Step 3 — Execute the Glob and dedupe against already-loaded docs

Run each glob pattern via the host agent's Glob tool. Collect all matching absolute paths.

Dedupe against [LOADED_DOCS: ...] prefix:

  • If a match is already in LOADED_DOCS → skip it (Rule #3)
  • If a match is under bin/, obj/, node_modules/, Test_Benchmark_Results/, or a worktree-backup path → skip it (not framework docs)

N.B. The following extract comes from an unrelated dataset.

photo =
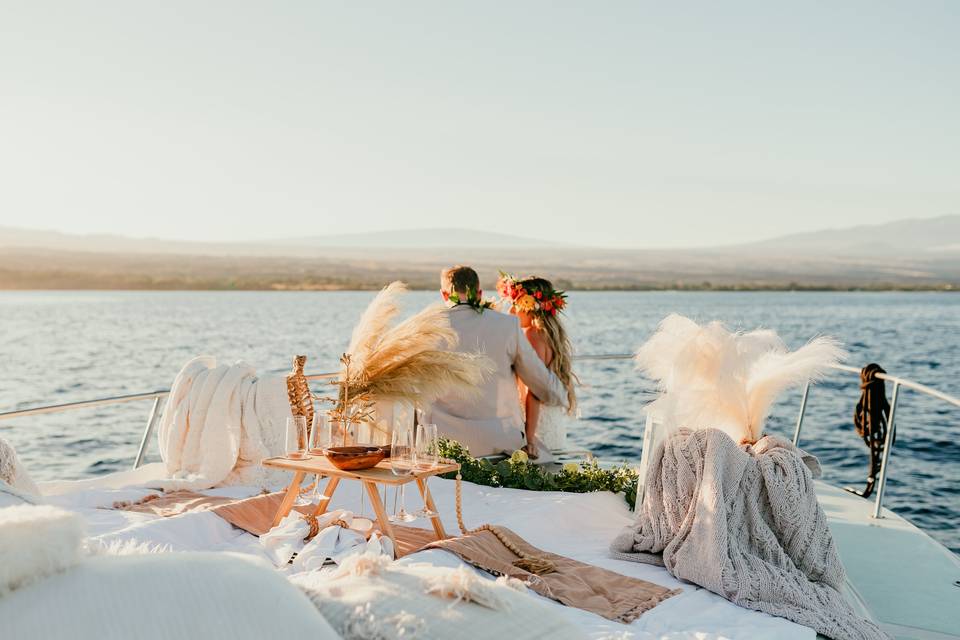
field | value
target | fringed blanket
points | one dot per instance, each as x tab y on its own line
744	522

If the total match count exceeds 10, narrow the glob pattern (e.g., require domain token near the filename start, not just substring). LLM context is finite.

False-empty guardrail: if the glob returns 0 matches OR all matched files are 0-byte, do NOT conclude "docs are empty" — first re-validate the glob (typo? literal path substituted?) and retry once with the same token under a corrected **/docs/... pattern (NEVER with an ad-hoc path guess). Only after the validated retry also fails should you fall through to code-search.

Step 4 — Load the filtered set

Read all remaining matches in parallel (batch the Read calls in one tool-use block). The newly-loaded files will appear in your next response's [LOADED_DOCS: ...] prefix under the +K this turn: <short names> delta, per the active repo's Rule #1 format (basename by default; TOPIC/README.md for topic-folder READMEs to disambiguate across the many README.md files the Pattern-B docs layout introduces).

Step 5 — Respect the paired-docs convention

If any {DOMAIN}.md is loaded (e.g., LOGGING.md), ALSO glob and load its companions:

  • {DOMAIN}_ISSUES.md — known issues / limitations / workarounds
  • {DOMAIN}_TODO.md — planned work / open tickets

These are paired docs and must be loaded as a set. Skipping ISSUES/TODO risks reintroducing fixed bugs or conflicting with ongoing refactors.

Step 6 — Proceed to the user's task

The response's [LOADED_DOCS: N files (+K this turn: <basenames>)] prefix (per the active repo's Rule #1) already surfaces the newly-loaded filenames and the cumulative count. No separate confirmation line is needed — the prefix itself is the confirmation. Continue directly to the user's actual request.

If any relevant docs were skipped as already-loaded (Rule #3 dedupe), you MAY optionally mention them inline where relevant (e.g., "I already have LOGGING.md from earlier"). Do not reiterate the full loaded list.

Do NOT

  • Re-read any .md file already in [LOADED_DOCS: ...] — the no-re-read rule is absolute (check the active repo's copilot-instructions.md for the authoritative phrasing; rule number may differ per repo). The only exception: user explicitly states the file has changed on disk via external means.
  • Load unrelated domains — if the user asks about the Logger, don't load SignalR docs "just in case".
  • Load more than ~10 files in a single invocation — if the glob matches more, refine the pattern. If the request truly spans many domains, split into multiple sequential invocations with narrower scope each.
  • Skip folder README.md — if the active repo's conventions include a folder-navigation / folder-README-first rule, honour it. README.md in a loaded docs/ folder is always in scope.

Tool usage

This skill is tool-neutral. Map these capabilities to the host agent's tools (per the active repo's CLAUDE.md):

  • Globbing file paths: Glob (Claude Code), file_search (Copilot), Get-ChildItem -Filter
  • Reading files: Read (Claude Code), get_file (Copilot)
  • Parallelizing reads: issue multiple tool calls in a single response where the host supports it

Edge cases

  • No matching docs found: Emit > docs-discovery: no .md matches for tokens [list]. Proceeding with code-search only. This is informational — the task may be in a domain without documentation, which is itself a signal to be careful.
  • Token extraction is ambiguous: Prefer SUPERSET — load a few extra .md files rather than missing relevant ones. Loading 3 extra docs is cheap; missing ISSUES.md and reintroducing a fixed bug is expensive.
  • User says "don't load docs" / "just search the code": Respect it. Skip this skill entirely for that turn.
  • Recursive trigger: If loaded docs reference other .md files via cross-reference, do NOT auto-follow unless the user's request explicitly extends to them. Cross-refs can cascade; relevance-bounded glob is the primary mechanism.